In an extraordinary dress rehearsal for the day a deadly rock threatens Earth, a NASA spacecraft slammed into an asteroid at breakneck speed on Monday.
A harmless asteroid 7.6 million miles (9.6 million kilometres) away saw the galactic grand slam as the spacecraft Dart slammed into it at 14,000 mph (22,500 kph). Scientists anticipated that the collision would modify the asteroid’s orbit, create a crater, and send streams of boulders and debris into space. In order to see the spectacle, telescopes on Earth and in space pointed at the same spot in the sky. Dart’s radio communication quickly stopped, making the hit instantly apparent, but it will take days or perhaps weeks to assess how much the asteroid’s path was altered.

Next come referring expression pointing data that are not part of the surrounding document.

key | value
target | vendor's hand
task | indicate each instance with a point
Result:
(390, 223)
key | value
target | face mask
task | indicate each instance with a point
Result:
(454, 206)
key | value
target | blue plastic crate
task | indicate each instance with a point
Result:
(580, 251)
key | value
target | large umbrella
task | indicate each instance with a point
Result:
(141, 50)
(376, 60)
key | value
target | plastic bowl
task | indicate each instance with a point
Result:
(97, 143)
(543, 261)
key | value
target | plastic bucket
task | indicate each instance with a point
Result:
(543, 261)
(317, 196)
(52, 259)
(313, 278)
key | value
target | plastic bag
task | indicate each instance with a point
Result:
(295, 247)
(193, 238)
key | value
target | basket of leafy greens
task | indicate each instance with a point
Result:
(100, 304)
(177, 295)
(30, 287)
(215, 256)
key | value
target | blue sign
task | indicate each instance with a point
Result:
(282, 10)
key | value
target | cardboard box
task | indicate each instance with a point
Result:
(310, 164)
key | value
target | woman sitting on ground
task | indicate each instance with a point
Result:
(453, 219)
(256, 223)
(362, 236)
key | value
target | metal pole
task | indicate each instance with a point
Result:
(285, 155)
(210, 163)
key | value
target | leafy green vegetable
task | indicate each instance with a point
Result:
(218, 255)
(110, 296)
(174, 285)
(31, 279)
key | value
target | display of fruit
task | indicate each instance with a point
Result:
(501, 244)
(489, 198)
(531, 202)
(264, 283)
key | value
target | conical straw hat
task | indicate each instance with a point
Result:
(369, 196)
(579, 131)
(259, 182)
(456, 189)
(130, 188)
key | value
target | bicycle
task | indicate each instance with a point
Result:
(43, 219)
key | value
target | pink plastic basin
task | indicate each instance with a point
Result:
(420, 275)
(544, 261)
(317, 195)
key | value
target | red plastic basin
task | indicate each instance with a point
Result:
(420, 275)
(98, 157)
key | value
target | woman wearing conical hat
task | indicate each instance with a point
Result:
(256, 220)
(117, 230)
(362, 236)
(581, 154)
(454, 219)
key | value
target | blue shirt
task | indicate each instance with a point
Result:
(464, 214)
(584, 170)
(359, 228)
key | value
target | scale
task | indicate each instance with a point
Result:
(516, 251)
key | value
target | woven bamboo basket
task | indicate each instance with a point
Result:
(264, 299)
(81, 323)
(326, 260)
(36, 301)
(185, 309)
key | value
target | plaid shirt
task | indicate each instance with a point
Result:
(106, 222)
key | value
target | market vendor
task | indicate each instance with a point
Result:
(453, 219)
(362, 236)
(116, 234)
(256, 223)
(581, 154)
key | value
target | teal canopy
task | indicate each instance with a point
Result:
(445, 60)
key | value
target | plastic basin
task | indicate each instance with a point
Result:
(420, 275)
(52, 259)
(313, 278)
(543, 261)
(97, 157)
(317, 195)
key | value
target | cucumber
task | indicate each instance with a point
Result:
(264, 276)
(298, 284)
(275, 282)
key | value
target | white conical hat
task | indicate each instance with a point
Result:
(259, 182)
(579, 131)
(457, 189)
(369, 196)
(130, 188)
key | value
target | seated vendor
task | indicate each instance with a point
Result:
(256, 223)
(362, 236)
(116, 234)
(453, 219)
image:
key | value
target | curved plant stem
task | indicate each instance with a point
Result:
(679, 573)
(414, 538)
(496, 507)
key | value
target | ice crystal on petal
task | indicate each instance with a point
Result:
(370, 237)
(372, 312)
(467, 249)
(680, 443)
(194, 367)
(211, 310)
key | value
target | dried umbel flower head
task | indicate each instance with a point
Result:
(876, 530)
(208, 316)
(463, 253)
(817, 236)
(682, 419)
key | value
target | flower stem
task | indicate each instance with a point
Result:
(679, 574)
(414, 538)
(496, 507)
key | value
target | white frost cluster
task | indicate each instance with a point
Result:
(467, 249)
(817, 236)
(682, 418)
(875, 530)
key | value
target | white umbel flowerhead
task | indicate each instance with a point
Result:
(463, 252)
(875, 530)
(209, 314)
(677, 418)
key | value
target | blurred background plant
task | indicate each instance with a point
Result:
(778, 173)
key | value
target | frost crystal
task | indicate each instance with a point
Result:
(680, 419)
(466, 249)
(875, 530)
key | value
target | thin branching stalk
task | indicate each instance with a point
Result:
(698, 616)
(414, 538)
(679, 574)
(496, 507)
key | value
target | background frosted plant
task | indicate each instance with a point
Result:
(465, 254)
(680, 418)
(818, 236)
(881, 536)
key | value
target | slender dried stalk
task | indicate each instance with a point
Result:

They are the perfect candidates for the test to save the earth because they have been orbiting the sun for ages without endangering Earth. The Double Asteroid Redirection Test (DART), a vending machine-sized spacecraft that was launched in November, used novel navigational techniques created by the mission manager and spacecraft builder Johns Hopkins University’s Applied Physics Laboratory. Only an hour before impact, Dart’s on-board camera, a crucial component of this clever navigation system, saw Dimorphos. Elena Adams, a Johns Hopkins mission systems engineer, yelled, “Woo hoo!” Dimorphos is being seen, which is amazing, wonderful. Adams and other ground controllers in Laurel, Maryland watched with mounting enthusiasm as Dimorphos loomed larger and larger in the field of view alongside its bigger companion with an image coming back to Earth every second.
Given adequate time, planetary security specialists recommend moving a potentially dangerous asteroid or comet out of the path rather than blowing it up and creating several bits that could fall on Earth. For large space rocks, many impactors could be required, or even a combination of impactors and hypothetical “gravity tractors,” which would use their own gravity to drag an asteroid into a safer orbit.
In reference to the mass extinction that occurred 66 million years ago and is thought to have been brought on by a significant asteroid impact, volcanic eruptions, or both, NASA’s senior climate adviser Katherine Calvin said, “The dinosaurs didn’t have a space programme to help them know what was coming, but we do.”
Since its founding by astronauts and scientists 20 years ago, the non-profit B612 Foundation has pushed for impact tests like Dart to safeguard Earth against asteroids. Despite Monday’s accomplishment, the executive director of the charity and a former astronaut Ed Lu cautioned that more has to be done to discover the numerous space rocks that are still out there. According to NASA, considerably fewer than half of the projected 25,000 near-Earth objects in the hazardous 460-foot (140-meter) range have been found. And of the millions of smaller asteroids that have the potential to cause extensive damage, less than 1% are known.